Wednesday, July 04, 2007

Accessing Taryn Simon

I bought Taryn Simon’s An American Index of the Hidden and Unfamiliar recently, and I’ve finally gone through it in detail. I like to pay attention (even if it’s after the fact) to my emotional response when I get new photo books, and also to my response as I look at them. When I got this book, I was pleased, but as I read and looked at it, my pleasure slowly turned into respect, and that’s where it stayed.

I don’t know about you, but I think respect is overrated.

Don’t get me wrong—I want to earn people’s respect, and I don’t think it’s a small accomplishment that Ms. Simon has earned the respect of so many. But if that’s all I elicit through my photographs—as it was all she elicited in me—I think I’ll have done something wrong.

I feel about Ms. Simon’s work the same way I feel about Susan Sontag’s writing. Respect, definitely. But that’s the extent of it. I don’t feel anything when I read Sontag, and I don’t feel anything when I look at Simon’s photographs. I think things, but I don’t feel.


Copyright © Taryn Simon

Proof: I had Simon’s book for several weeks before I’d finally finished looking at all the photos and reading all the text. I had Mitch Epstein’s Family Business for 48 hours and I’d already read it in close detail, twice. Alec Soth’s NIAGARA, 24 hours. I didn’t want to put those books down.

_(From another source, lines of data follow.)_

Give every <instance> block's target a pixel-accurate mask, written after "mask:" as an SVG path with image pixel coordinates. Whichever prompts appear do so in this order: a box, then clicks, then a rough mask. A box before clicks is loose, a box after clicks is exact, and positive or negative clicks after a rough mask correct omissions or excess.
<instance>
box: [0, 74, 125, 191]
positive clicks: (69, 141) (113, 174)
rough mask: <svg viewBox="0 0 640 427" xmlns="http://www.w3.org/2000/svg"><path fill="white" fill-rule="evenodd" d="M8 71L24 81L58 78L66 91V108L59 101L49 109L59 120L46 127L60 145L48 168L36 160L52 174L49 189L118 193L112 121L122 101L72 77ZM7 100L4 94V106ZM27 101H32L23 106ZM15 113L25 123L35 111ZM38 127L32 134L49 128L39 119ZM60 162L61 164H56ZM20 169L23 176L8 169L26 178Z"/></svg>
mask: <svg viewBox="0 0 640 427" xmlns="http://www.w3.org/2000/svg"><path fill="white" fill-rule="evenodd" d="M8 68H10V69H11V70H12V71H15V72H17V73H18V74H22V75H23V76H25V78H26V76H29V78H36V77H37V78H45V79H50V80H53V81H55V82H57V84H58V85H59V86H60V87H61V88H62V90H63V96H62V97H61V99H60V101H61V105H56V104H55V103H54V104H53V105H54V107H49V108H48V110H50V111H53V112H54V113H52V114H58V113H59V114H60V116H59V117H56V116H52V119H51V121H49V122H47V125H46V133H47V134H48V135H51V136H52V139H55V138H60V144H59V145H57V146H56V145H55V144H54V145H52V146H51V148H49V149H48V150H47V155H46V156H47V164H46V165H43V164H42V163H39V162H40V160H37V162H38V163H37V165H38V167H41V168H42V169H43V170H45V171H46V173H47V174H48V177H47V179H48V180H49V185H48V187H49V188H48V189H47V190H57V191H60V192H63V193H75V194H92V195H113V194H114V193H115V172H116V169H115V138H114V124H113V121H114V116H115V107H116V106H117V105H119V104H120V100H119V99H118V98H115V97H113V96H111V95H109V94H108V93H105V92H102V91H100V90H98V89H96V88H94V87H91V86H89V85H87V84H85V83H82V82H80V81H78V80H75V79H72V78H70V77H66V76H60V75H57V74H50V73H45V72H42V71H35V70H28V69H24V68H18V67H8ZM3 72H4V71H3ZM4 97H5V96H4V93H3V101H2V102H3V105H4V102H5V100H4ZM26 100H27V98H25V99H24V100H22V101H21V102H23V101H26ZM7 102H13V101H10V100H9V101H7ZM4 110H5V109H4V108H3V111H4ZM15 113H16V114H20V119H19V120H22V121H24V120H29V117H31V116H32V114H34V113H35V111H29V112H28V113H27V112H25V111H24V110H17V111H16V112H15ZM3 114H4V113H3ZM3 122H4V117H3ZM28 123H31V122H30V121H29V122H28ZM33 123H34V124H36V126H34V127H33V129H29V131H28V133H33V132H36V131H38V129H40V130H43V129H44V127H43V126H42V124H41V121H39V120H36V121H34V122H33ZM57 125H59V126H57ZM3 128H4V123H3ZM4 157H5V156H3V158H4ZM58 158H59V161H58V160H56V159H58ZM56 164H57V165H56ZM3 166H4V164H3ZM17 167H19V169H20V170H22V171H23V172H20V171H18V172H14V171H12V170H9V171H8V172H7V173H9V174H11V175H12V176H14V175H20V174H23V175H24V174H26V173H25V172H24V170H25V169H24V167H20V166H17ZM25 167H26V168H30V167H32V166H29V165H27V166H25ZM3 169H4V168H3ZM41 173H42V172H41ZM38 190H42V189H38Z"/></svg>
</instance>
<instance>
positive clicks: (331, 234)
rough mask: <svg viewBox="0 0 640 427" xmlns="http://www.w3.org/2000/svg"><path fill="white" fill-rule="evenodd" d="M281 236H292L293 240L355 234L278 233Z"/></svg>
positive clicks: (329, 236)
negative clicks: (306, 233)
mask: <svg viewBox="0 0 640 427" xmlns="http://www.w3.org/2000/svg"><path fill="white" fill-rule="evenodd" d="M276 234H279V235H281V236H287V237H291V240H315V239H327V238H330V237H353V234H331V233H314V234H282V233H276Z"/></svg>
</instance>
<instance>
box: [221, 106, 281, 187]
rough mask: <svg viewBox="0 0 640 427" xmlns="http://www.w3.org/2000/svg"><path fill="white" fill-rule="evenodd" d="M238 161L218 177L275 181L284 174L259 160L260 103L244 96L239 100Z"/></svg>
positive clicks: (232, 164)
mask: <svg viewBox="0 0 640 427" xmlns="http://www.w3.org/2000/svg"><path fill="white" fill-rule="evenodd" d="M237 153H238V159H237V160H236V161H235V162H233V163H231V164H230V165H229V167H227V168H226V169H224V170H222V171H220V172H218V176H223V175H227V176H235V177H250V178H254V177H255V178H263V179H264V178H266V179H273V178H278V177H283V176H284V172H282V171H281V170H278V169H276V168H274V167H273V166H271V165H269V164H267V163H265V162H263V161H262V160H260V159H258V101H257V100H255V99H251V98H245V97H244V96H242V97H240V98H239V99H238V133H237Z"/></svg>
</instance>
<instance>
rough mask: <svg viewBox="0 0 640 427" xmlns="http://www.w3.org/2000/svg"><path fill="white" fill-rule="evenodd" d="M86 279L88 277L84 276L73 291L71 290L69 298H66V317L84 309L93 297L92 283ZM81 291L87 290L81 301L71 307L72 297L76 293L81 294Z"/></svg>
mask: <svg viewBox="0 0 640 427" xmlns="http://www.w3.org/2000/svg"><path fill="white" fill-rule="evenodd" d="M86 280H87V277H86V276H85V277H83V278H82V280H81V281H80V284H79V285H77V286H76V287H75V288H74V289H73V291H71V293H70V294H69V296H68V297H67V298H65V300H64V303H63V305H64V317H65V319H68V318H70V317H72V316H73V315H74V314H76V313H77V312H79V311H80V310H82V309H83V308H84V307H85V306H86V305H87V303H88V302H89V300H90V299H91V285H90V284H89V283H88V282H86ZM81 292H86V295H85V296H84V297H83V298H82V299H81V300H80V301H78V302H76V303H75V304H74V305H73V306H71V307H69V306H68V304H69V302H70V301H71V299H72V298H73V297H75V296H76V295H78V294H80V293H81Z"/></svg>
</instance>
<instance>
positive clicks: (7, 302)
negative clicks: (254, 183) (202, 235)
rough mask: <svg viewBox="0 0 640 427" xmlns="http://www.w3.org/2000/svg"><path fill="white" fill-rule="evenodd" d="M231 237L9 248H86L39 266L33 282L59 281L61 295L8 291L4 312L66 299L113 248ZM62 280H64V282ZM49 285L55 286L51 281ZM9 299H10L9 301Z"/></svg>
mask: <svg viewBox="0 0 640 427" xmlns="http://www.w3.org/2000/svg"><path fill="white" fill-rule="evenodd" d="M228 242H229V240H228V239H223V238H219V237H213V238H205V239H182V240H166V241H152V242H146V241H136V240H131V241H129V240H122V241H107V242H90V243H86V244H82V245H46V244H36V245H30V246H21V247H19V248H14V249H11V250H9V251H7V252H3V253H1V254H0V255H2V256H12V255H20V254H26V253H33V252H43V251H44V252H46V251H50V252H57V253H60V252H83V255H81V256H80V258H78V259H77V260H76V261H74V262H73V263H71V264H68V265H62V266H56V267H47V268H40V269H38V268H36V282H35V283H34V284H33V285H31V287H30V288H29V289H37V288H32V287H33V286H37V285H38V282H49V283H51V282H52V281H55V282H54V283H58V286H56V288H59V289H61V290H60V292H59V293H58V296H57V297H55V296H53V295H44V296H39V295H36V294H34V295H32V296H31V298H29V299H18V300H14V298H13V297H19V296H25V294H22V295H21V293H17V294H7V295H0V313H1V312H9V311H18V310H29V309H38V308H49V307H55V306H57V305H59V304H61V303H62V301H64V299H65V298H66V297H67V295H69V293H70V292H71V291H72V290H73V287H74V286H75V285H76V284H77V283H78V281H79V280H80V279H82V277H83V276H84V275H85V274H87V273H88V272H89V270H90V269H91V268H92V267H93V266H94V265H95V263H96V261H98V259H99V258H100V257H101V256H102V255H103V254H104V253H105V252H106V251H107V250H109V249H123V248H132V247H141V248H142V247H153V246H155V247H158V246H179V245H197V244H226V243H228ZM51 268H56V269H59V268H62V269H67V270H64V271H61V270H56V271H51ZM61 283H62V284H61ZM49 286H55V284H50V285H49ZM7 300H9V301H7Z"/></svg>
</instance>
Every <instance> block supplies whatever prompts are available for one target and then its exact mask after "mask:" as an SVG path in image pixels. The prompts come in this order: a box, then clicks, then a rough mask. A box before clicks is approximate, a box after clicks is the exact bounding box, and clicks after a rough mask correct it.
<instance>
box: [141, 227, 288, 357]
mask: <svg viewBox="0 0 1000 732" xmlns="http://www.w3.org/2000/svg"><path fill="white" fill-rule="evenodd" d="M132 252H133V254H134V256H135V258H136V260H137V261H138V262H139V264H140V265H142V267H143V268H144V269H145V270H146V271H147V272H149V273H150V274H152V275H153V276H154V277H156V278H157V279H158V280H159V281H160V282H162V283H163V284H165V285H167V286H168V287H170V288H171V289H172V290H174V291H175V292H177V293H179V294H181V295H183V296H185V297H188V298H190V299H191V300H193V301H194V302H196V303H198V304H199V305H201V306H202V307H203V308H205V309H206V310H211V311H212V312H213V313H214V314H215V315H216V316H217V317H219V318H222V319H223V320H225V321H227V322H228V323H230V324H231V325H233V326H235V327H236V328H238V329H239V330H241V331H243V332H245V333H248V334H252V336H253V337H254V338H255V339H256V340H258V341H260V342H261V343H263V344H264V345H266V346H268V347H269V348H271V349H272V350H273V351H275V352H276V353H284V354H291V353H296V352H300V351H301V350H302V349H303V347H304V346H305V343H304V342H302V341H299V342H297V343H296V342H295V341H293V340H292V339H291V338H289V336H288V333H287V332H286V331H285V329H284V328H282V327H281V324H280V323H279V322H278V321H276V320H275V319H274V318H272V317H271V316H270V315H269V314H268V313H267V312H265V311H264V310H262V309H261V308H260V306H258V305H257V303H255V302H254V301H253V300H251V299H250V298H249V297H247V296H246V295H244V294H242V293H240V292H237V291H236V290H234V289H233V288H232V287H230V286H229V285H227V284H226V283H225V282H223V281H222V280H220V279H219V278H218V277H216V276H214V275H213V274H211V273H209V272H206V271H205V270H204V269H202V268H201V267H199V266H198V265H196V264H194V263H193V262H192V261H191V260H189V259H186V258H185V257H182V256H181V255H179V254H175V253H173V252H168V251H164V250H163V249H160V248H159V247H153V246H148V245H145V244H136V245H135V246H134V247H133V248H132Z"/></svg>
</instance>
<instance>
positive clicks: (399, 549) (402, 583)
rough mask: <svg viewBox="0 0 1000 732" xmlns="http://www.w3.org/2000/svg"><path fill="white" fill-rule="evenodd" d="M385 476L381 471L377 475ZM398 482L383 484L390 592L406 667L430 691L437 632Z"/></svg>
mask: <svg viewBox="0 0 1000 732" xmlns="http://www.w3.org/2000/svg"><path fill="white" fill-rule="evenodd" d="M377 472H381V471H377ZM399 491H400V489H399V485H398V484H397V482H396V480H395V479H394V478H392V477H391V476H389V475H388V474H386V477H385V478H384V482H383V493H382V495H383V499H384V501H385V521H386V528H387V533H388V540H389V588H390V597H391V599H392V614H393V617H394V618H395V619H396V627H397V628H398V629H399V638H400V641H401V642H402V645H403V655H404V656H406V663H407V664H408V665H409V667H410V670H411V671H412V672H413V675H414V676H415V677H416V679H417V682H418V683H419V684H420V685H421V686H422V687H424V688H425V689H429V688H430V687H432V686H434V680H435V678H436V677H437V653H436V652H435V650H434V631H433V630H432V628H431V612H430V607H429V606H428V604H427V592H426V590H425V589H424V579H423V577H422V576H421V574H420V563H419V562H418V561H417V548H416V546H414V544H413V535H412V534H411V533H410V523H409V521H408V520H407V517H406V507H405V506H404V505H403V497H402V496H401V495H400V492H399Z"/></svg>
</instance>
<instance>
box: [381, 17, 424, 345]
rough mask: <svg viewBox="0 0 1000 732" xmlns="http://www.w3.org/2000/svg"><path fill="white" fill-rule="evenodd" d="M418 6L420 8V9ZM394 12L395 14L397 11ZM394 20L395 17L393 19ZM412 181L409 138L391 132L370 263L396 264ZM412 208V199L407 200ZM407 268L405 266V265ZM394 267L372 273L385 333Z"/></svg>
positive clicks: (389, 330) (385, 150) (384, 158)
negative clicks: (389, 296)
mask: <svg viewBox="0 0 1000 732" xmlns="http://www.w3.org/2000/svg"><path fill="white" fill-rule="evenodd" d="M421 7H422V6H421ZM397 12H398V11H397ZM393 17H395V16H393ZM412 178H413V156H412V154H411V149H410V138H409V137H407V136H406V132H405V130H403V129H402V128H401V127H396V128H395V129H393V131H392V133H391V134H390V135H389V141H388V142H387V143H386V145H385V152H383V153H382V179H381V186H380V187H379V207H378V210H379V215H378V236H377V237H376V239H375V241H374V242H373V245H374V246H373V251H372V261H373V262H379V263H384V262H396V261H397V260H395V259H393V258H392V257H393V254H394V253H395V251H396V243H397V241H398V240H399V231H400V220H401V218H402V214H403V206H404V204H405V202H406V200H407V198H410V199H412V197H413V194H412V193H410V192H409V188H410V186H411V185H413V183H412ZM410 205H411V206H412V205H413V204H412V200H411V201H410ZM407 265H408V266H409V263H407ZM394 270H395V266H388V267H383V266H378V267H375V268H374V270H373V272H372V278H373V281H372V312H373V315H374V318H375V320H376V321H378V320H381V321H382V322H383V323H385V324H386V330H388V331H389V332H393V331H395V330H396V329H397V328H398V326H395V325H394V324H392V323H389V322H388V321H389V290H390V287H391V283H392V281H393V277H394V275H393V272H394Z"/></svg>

What’s the difference? Why the connection to Epstein’s work? Or Soth’s? I have as much trouble describing it or defining it as I do describing or defining why I’m attracted to certain people. I just know it when I feel it.


Copyright © Mitch Epstein

I respect Ms. Simon for her skill, her commitment, her follow-through, her ability to get a camera into some pretty unusual places. But I found that I rarely moved past the question of “How’d she get access to shoot there?” There’s a place for this work, of course. (Justin James Reed has a recent post about Burtynsky, Polidori, and Gursky along these lines.) It just isn’t a place I want to spend much time.